To create relevant models, adjust `thoth/storages/graph/models_performance.py` file
and add your model. Describe parameters (reported in `@parameters` section of
performance indicator result) and result (reported in `@result`). The name of
class should match `name` which is reported by performance indicator run.

.. code-block:: python

  class PiMatmul(Base, BaseExtension, PerformanceIndicatorBase):
      """A class for representing a matrix multiplication micro-performance test."""

      # Device used during performance indicator run - CPU/GPU/TPU/...
      device = Column(String(128), nullable=False)
      matrix_size = Column(Integer, nullable=False)
      dtype = Column(String(128), nullable=False)
      reps = Column(Integer, nullable=False)
      elapsed = Column(Float, nullable=False)
      rate = Column(Float, nullable=False)

All the models use `SQLAchemy <https://www.sqlalchemy.org/>`_.
See `docs <https://docs.sqlalchemy.org/>`_ for more info.

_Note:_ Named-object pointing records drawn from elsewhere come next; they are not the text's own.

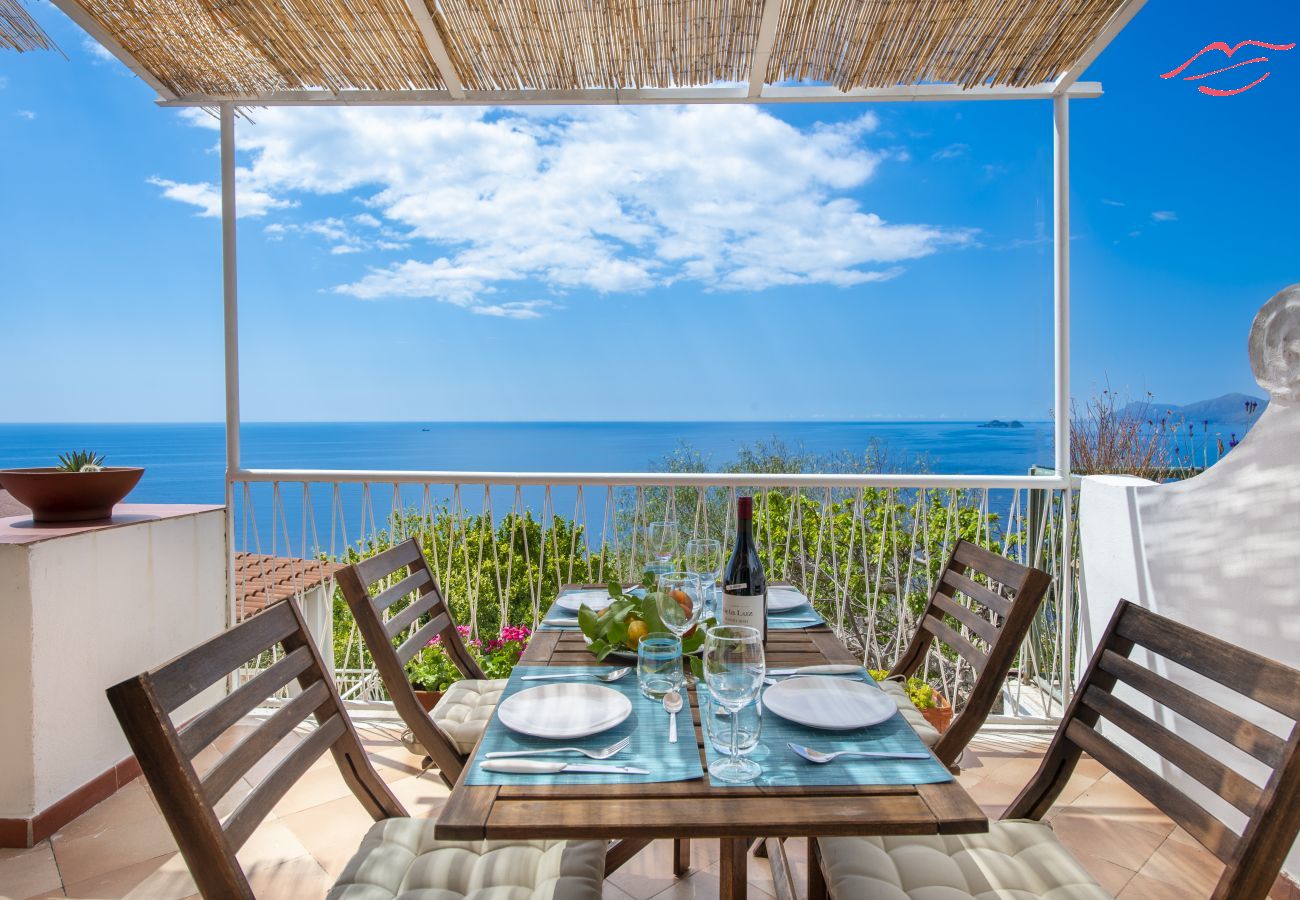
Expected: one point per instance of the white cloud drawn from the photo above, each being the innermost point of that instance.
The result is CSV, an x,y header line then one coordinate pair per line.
x,y
96,51
602,199
207,197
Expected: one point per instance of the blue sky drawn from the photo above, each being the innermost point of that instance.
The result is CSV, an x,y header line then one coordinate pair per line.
x,y
833,262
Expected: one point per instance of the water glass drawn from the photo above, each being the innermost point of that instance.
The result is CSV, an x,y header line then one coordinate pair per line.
x,y
662,542
680,601
659,665
735,666
703,557
719,723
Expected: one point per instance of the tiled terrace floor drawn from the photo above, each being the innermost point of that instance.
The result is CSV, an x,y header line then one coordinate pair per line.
x,y
122,848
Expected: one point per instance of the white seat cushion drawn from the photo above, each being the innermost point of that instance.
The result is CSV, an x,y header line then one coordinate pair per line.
x,y
463,713
399,860
927,732
1017,860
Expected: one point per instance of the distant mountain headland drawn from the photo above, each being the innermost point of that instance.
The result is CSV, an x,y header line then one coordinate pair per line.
x,y
1226,410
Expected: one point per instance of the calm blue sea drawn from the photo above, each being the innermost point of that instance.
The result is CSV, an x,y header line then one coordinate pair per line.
x,y
185,462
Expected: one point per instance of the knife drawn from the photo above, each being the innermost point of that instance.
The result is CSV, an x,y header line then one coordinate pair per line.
x,y
833,669
542,767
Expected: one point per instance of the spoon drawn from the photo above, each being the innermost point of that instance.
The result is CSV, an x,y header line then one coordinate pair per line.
x,y
820,758
599,676
672,702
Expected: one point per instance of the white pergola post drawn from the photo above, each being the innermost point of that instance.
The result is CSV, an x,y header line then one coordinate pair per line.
x,y
1061,317
230,297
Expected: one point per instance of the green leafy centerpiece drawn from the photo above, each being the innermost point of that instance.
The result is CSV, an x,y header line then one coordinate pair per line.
x,y
620,626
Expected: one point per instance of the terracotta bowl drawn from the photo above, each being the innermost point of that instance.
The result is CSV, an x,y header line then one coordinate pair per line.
x,y
55,496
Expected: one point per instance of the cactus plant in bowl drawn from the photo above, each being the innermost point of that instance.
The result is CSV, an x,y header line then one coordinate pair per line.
x,y
79,489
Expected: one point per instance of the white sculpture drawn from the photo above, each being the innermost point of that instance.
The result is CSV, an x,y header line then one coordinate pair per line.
x,y
1274,345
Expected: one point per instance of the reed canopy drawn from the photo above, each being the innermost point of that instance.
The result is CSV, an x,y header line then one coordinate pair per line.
x,y
271,50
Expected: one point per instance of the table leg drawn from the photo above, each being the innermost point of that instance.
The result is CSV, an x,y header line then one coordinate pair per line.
x,y
733,878
680,856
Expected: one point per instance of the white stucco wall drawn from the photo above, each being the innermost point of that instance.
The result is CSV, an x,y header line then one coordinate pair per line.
x,y
1220,552
83,611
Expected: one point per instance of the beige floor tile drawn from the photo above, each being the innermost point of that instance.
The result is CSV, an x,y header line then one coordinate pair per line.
x,y
112,844
330,833
1110,875
299,878
423,796
160,878
611,892
316,787
1114,801
1149,888
650,872
25,873
1184,865
1087,834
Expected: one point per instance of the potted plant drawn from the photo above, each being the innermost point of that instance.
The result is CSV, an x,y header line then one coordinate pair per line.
x,y
931,704
79,489
432,671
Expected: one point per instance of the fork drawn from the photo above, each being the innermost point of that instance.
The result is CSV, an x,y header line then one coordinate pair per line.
x,y
820,757
599,676
590,754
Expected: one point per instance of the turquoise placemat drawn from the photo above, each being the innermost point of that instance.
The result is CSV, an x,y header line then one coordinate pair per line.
x,y
800,617
783,767
648,726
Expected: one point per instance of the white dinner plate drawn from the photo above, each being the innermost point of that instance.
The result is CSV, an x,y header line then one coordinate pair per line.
x,y
564,710
835,704
780,600
575,600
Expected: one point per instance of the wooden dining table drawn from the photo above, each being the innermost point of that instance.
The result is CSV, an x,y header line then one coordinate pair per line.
x,y
694,809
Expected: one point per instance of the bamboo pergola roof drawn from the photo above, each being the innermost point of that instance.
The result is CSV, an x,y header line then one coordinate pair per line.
x,y
285,51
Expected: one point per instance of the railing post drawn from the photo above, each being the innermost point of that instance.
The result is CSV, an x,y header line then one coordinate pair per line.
x,y
230,294
1061,245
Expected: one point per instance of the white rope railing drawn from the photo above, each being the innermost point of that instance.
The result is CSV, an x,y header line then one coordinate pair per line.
x,y
867,549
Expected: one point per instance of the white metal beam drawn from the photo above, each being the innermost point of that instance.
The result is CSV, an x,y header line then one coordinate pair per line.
x,y
73,11
642,96
1113,27
763,46
653,479
437,48
1061,281
230,317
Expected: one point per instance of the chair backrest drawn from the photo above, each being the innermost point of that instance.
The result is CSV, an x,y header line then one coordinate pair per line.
x,y
165,751
393,643
987,631
1253,856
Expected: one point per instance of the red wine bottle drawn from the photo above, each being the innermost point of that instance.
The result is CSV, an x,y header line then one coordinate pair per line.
x,y
744,582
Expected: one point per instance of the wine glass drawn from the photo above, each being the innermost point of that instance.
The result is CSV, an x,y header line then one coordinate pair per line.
x,y
680,601
705,558
733,671
662,541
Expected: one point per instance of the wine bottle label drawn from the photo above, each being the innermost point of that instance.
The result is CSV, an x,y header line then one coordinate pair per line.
x,y
744,610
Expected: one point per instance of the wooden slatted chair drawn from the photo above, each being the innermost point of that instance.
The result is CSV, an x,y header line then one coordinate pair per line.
x,y
995,630
1021,855
397,855
449,734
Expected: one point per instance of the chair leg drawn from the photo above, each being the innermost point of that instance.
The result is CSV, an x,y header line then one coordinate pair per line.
x,y
783,878
817,878
680,856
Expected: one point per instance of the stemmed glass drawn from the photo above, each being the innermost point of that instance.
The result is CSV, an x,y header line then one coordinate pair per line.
x,y
705,558
733,671
662,541
680,601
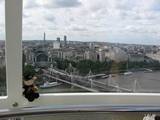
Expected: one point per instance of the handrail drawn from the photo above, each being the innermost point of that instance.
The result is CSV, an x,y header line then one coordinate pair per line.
x,y
19,112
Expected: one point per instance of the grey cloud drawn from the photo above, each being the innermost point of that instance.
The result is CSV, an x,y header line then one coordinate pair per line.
x,y
50,18
63,3
31,4
79,28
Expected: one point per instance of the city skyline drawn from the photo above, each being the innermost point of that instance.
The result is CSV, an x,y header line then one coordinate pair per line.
x,y
116,21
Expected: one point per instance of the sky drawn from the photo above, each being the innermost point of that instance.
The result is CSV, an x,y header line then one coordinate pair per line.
x,y
122,21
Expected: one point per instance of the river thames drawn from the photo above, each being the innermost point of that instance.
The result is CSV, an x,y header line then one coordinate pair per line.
x,y
137,82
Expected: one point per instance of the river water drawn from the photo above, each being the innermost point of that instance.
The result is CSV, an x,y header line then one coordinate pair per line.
x,y
138,82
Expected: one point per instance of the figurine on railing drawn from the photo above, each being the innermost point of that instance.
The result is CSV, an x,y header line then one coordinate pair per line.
x,y
30,89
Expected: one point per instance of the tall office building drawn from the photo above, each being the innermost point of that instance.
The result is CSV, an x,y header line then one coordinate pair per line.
x,y
65,40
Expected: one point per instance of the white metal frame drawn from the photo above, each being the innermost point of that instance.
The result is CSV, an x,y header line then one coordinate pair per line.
x,y
14,75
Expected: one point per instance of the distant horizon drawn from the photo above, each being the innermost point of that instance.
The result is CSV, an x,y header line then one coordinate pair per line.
x,y
113,21
91,41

Online debugging of queries
===========================

You can print to logger all the queries that are performed to a PostgreSQL instance. To do so, set the following environment variable:

.. code-block::

  export THOTH_STORAGES_DEBUG_QUERIES=1

Online debugging of queries
===========================

You can print information about PostgreSQL adapter together with statisics on
the graph cache and memory cache usage to logger (it has to have at least level
`INFO` set). To do so, set the following environment variable:

.. code-block::

  export THOTH_STORAGES_LOG_STATS=1

These statistics will be printed once the database adapter is destructed.

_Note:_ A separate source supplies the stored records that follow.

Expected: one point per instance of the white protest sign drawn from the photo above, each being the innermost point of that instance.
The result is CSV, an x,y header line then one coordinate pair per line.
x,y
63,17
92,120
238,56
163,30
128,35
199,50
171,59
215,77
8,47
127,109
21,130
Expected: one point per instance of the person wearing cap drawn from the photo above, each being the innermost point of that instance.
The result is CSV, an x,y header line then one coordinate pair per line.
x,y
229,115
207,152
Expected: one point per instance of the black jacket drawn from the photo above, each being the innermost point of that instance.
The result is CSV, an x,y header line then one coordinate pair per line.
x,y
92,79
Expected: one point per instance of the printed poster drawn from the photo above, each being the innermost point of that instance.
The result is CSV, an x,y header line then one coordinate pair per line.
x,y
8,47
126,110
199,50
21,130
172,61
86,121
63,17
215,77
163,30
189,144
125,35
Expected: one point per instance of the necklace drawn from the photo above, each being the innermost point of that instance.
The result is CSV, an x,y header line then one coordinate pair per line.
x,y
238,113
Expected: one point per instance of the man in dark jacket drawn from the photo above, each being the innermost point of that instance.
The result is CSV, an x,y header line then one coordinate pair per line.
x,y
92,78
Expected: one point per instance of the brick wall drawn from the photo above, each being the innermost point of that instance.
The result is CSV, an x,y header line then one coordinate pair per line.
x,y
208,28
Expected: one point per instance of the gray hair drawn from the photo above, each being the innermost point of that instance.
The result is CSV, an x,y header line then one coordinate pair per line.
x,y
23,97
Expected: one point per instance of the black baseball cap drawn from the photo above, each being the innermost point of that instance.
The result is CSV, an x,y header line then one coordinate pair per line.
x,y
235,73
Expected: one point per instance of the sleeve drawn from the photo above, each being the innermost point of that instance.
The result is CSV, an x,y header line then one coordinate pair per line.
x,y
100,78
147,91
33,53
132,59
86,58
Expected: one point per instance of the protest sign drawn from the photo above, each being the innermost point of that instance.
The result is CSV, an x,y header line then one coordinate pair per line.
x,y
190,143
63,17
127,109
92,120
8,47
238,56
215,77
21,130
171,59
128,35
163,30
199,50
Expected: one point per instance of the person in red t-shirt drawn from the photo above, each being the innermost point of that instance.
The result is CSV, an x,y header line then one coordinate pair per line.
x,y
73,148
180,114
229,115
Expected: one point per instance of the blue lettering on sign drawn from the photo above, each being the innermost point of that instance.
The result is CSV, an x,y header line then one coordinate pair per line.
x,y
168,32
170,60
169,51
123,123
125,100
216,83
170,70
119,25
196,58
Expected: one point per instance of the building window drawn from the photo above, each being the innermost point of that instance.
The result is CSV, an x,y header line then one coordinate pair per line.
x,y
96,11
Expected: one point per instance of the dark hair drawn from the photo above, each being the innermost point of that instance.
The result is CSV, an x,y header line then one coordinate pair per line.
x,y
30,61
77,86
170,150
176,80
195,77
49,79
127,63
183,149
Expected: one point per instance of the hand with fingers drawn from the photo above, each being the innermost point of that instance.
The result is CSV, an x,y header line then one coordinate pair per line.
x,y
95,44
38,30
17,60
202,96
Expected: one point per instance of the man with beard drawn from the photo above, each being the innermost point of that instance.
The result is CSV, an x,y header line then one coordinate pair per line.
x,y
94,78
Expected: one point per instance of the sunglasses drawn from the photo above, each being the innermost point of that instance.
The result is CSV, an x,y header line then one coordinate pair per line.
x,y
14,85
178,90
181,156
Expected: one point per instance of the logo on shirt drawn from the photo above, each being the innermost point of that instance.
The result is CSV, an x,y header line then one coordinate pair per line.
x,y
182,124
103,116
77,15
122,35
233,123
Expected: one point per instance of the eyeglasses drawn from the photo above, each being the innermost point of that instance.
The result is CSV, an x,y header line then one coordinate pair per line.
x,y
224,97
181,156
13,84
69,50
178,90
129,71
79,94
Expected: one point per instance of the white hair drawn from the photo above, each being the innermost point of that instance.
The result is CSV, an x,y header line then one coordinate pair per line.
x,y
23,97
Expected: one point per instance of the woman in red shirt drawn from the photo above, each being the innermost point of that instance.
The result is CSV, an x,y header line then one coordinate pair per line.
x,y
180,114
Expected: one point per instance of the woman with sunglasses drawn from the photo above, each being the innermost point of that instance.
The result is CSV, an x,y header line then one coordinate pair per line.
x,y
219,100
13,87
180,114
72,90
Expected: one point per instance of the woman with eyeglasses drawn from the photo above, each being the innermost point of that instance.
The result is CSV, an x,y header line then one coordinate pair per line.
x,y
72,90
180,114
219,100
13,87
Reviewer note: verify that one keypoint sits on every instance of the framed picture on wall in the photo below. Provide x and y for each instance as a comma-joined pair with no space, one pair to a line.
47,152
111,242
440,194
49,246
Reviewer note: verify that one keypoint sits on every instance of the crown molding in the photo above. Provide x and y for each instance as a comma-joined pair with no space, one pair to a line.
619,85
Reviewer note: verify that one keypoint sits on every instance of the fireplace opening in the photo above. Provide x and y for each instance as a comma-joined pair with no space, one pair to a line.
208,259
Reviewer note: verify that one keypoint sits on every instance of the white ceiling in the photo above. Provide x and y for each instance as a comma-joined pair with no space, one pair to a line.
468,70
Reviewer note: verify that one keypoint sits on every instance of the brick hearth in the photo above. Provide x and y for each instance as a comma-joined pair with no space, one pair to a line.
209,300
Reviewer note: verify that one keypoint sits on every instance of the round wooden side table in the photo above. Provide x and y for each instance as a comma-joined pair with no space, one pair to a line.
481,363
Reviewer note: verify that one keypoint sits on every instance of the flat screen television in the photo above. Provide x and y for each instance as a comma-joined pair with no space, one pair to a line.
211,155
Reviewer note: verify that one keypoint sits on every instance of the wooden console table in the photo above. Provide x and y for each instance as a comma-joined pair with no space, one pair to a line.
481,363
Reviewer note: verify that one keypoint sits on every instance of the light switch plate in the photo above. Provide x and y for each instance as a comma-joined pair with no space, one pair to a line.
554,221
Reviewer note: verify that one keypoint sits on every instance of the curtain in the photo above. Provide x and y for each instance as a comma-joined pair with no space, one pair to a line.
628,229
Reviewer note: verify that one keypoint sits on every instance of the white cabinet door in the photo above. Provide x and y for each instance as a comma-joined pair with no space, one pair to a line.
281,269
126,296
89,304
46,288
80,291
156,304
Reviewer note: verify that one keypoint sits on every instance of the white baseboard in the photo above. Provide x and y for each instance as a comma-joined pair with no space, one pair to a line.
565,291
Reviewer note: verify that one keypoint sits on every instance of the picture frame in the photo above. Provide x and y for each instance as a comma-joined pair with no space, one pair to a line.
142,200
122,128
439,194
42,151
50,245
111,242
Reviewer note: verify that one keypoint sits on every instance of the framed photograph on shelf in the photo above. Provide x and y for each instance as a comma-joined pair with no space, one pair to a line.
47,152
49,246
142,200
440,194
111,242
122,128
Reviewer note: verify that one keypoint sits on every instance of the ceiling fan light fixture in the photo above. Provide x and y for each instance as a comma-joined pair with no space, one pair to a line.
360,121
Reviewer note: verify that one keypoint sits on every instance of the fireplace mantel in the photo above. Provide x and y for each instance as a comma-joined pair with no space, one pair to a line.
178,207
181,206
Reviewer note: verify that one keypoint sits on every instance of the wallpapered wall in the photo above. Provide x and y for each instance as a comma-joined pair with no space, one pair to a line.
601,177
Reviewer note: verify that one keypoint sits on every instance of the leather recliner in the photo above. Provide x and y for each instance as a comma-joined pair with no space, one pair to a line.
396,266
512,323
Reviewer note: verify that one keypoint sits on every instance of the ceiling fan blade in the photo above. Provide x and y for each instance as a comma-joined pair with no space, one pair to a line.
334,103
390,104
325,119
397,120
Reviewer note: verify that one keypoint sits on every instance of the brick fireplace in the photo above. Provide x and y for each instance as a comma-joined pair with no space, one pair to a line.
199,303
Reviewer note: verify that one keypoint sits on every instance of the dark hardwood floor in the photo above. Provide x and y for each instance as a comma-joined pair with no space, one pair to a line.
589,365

Creating backups from Thoth deployment
======================================

You can use `pg_dump` and `psql` utilities to create dumps and restore
the database content from dumps. This tool is pre-installed in the container image
which is running PostgreSQL so the only thing you need to do is execute
`pg_dump` in Thoth's deployment in a PostgreSQL container to create a dump, use
`oc cp` to retrieve dump (or directly use `oc exec` and create the dump from the
cluster) and subsequently `psql` to restore the database content. The
prerequisite for this is to have access to the running container (edit rights).

.. code-block:: console

  # Execute the following commands from the root of this Git repo:
  # List PostgreSQL pods running:
  $ oc get pod -l name=postgresql
  NAME                 READY     STATUS    RESTARTS   AGE
  postgresql-1-glwnr   1/1       Running   0          3d
  # Open remote shell to the running container in the PostgreSQL pod:
  $ oc rsh -t postgresql-1-glwnr bash
  # Perform dump of the database:
  (cluster-postgres) $ pg_dump > pg_dump-$(date +"%s").sql
  (cluster-postgres) $ ls pg_dump-*.sql   # Remember the current dump name
  (cluster-postgres) pg_dump-1569491024.sql
  (cluster-postgres) $ exit
  # Copy the dump to the current dir:
  $ oc cp thoth-test-core/postgresql-1-glwnr:/opt/app-root/src/pg_dump-1569491024.sql  .
  # Start local PostgreSQL instance:
  $ podman-compose up --detach
  <logs will show up>
  $ psql -h localhost -p 5432 --username=postgres < pg_dump-1569491024.sql
  password: <type password "postgres" here>
  <logs will show up>

Syncing results of jobs run in the cluster
==========================================

Each job in the cluster reports a JSON which states necessary information about
the job run (metadata) and actual job results. These results of jobs are stored
on object storage `Ceph <https://ceph.io/>`_ via S3 compatible API and later on
synced via graph syncs to the knowledge graph. The component responsible for
graph syncs is `graph-sync-job
<https://github.com/thoth-station/graph-sync-job>`_ which is written generic
enough to sync any data and report metrics about synced data so you don't need
to provide such logic on each new workload registered in the system. To sync
your own results of job results (workload) done in the cluster, implement
related syncing logic in the `sync.py
<https://github.com/thoth-station/storages/blob/master/thoth/storages/sync.py>`_
and register handler in the ``_HANDLERS_MAPPING`` in the same file. The mapping
maps prefix of the document id to the handler (function) which is responsible
for syncing data into the knowledge base (please mind signatures of existing
syncing funcions to automatically integrate with ``sync_documents`` function
which is called from ``graph-sync-job``).